I had a dream about the house.It was so vivid that I thought it was real. I usually don't dream or if I do, I don't remember much of it. This time however, not only can I remember very specific details about that house, I can recall what I was thinking and feeling in the dream.
For example, I remember thinking how the windows baffled me. The word window is really a misnomer. They were more like 2 holes in the wall. There were no casing, no shutter, hardly a frame. I have a distinct impression that the bottom window was boarded up but it was not planks doing the boarding. I remember seeing a dirty, painted filigree cross and I remember thinking flowers. I don't really know why because there were no flowers. In fact, there was no sign of life at all.

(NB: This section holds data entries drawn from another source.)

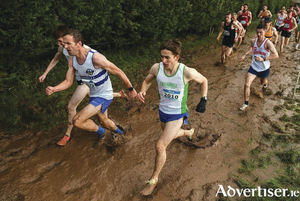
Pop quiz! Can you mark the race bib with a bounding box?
[163,89,181,100]
[284,24,290,29]
[224,30,230,36]
[83,80,96,88]
[241,20,246,25]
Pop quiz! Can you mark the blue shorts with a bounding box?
[248,66,270,79]
[90,97,113,114]
[159,110,189,124]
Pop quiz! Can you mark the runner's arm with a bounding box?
[217,22,224,41]
[288,17,298,32]
[272,27,278,45]
[136,63,159,103]
[257,10,262,18]
[269,11,272,17]
[184,66,208,97]
[93,53,136,98]
[46,57,75,96]
[241,40,254,60]
[247,11,252,26]
[266,40,279,60]
[39,46,62,82]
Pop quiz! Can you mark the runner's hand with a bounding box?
[135,92,146,103]
[129,89,136,99]
[196,97,206,113]
[39,74,46,82]
[46,86,55,96]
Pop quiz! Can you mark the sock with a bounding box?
[114,126,123,134]
[96,126,105,136]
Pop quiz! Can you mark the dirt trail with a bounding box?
[0,35,300,201]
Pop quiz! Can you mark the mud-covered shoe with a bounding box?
[140,179,158,196]
[240,104,249,111]
[189,128,195,140]
[119,90,129,101]
[262,85,268,93]
[93,133,105,148]
[57,135,70,146]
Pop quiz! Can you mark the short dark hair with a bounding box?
[159,39,181,56]
[256,23,266,30]
[225,11,231,15]
[53,24,69,39]
[64,29,83,44]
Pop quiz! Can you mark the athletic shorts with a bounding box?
[281,30,292,38]
[159,110,189,124]
[275,25,282,32]
[222,41,234,48]
[248,66,270,79]
[90,97,113,114]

Then there was this birdcage hanging on the upper window. It had 2 bars pried open as if the captived bird had used every ounce of its strength to force an exit. That birdcage epitomised the state of the house succinctly. Rundown, sad, abandoned. I remember thinking, even the best things in life, through indifference and neglect, turn to junk. Eventually, they will only disappear or die.
I woke up and was surprised to find that my face was wet. The tears were perplexing as I hardly ever cry. I didn't understand how I could get so emotional over a house. I resolved however to visit the house again soon.
In fact, I think I will do it tomorrow. Right after my Sunday morning run.